How do I make my topological sort to be linear time? (Code is well annotated)

Question

Question 1:

What should the correct running time be for a well implemented topological sort. I am seeing different opinions:

Wikipedia says: O(log^2(n))

Geeksforgeeks says: O(V+E)

Question 2:

My implementation is running at O(V*E). Because at worst, I will need to loop through the graph E times and each time I will need to check V items. How do I make my implementation into linear time.

---

The algorithm works in steps:

1. Produce the graph in the form of an adjacency list

e.g. this graph

0 - - 2
    \
      1 -- 3

produces this adjacency list

{0: [], 1: [0], 2: [0], 3: [1, 2]}

0 depends on nothing, 1 depends on 0 etc..

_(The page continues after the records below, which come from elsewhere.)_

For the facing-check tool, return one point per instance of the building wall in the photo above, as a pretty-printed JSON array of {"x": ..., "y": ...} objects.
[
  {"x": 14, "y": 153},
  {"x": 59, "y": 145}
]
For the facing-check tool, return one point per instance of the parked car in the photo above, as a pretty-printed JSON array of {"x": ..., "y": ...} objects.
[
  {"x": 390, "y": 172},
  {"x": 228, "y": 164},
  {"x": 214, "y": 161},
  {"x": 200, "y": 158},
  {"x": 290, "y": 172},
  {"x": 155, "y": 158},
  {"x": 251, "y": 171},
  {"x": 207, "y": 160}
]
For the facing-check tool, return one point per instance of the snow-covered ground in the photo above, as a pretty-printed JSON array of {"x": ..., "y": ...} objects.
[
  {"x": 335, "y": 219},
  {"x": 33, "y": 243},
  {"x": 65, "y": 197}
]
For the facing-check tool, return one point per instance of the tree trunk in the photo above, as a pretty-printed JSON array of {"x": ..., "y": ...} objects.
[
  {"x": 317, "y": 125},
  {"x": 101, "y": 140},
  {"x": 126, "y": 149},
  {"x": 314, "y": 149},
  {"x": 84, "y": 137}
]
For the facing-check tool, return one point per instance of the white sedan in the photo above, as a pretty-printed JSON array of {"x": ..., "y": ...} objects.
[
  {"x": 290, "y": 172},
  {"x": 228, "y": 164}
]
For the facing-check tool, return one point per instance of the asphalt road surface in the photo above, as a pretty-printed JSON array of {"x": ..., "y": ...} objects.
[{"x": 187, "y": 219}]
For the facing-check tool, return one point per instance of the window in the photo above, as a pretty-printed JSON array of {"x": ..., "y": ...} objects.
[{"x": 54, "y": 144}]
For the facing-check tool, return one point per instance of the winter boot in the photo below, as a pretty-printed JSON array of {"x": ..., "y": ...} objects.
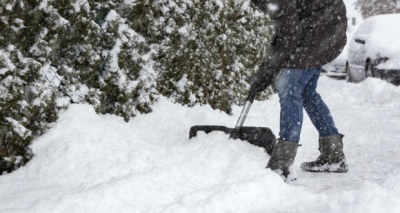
[
  {"x": 282, "y": 158},
  {"x": 332, "y": 158}
]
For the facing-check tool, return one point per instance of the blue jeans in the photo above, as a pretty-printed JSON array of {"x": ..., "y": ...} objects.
[{"x": 297, "y": 90}]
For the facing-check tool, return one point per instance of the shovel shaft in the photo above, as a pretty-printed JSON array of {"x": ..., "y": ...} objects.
[
  {"x": 243, "y": 114},
  {"x": 247, "y": 106}
]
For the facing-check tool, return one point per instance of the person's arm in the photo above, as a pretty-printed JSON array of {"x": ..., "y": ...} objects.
[{"x": 288, "y": 33}]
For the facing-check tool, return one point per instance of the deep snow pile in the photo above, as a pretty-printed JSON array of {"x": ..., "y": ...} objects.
[{"x": 99, "y": 163}]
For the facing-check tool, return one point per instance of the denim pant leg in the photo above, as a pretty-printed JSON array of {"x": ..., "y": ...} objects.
[
  {"x": 317, "y": 110},
  {"x": 291, "y": 84}
]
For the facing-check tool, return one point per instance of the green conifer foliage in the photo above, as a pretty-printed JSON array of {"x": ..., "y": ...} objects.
[
  {"x": 208, "y": 50},
  {"x": 119, "y": 56}
]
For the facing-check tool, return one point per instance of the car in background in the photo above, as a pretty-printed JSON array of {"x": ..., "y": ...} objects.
[{"x": 374, "y": 50}]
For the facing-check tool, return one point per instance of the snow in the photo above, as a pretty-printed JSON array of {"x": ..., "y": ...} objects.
[
  {"x": 382, "y": 38},
  {"x": 99, "y": 163}
]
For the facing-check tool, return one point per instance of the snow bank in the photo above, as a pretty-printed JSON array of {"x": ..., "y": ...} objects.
[{"x": 99, "y": 163}]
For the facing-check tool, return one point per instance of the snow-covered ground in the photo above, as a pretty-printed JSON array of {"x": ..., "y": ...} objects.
[{"x": 99, "y": 163}]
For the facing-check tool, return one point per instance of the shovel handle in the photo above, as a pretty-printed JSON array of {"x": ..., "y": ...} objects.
[{"x": 245, "y": 111}]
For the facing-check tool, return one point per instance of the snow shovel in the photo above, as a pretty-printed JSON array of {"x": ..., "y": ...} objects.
[{"x": 259, "y": 136}]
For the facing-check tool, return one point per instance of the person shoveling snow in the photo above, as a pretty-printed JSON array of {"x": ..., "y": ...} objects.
[{"x": 309, "y": 34}]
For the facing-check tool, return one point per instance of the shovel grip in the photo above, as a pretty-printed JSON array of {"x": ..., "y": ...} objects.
[{"x": 207, "y": 129}]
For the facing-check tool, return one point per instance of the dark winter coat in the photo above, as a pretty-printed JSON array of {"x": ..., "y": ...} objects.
[{"x": 309, "y": 33}]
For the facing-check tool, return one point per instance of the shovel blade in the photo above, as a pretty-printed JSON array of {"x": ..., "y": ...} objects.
[{"x": 258, "y": 136}]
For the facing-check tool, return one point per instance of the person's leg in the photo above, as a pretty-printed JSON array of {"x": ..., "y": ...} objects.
[
  {"x": 332, "y": 158},
  {"x": 316, "y": 108},
  {"x": 291, "y": 84}
]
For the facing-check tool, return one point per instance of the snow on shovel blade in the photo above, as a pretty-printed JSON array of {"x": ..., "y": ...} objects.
[{"x": 259, "y": 136}]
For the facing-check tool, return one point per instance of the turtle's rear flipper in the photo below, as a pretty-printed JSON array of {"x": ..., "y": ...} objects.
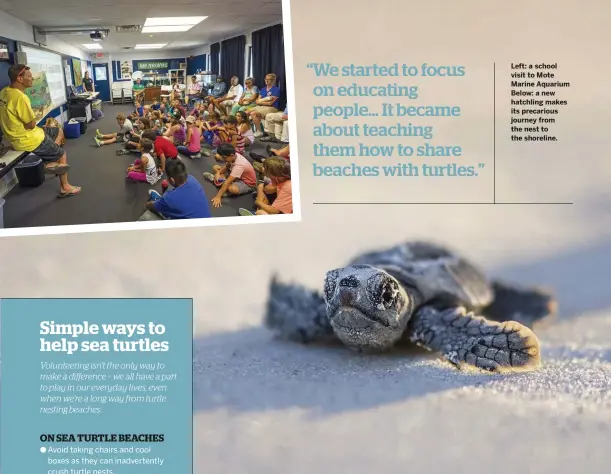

2. Iterate through the graph and find nodes that does not have any dependencies

---

def produce_graph(prerequisites):
    adj = {}
    for course in prerequisites:
        if course[0] in adj:
            # append prequisites
            adj[course[0]].append(course[1])
        else:
            adj[course[0]] = [course[1]]

        # ensure that prerequisites are also in the graph
        if course[1] not in adj:
            adj[course[1]] = []

    return adj

def toposort(graph):
    sorted_courses = []
    while graph:

        # we mark this as False
        # In acyclic graph, we should be able to resolve at least
        # one node in each cycle
        acyclic = False
        for node, predecessors in graph.items():
            # here, we check whether this node has predecessors
            # if a node has no predecessors, it is already resolved,
            # we can jump straight to adding the node into sorted
            # else, mark resolved as False
            resolved = len(predecessors) == 0
            for predecessor in predecessors:
                # this node has predecessor that is not yet resolved
                if predecessor in graph:
                    resolved = False
                    break
                else:
                    # this particular predecessor is resolved
                    resolved = True

            # all the predecessor of this node has been resolved
            # therefore this node is also resolved
            if resolved:
                # since we are able to resolve this node
                # We mark this to be acyclic
                acyclic = True
                del graph[node]
                sorted_courses.append(node)

        # if we go through the graph, and found that we could not resolve
        # any node. Then that means this graph is cyclic
        if not acyclic:
            # if not acyclic then there is no order
            # return empty list
            return []

    return sorted_courses

graph = produce_graph([[1,0],[2,0],[3,1],[3,2]])
print toposort(graph)

Answer 1

Ok this is a good question. So long as the graph is directed acyclic, then depth first search can be used and depth first search has order O(n+m) as is explained here: http://www.csd.uoc.gr/~hy583/reviewed_notes/dfs_dags.pdf If you are curious networkx has an implementation using depth first search and it is called topological_sort which has source code available for viewing a python implementation.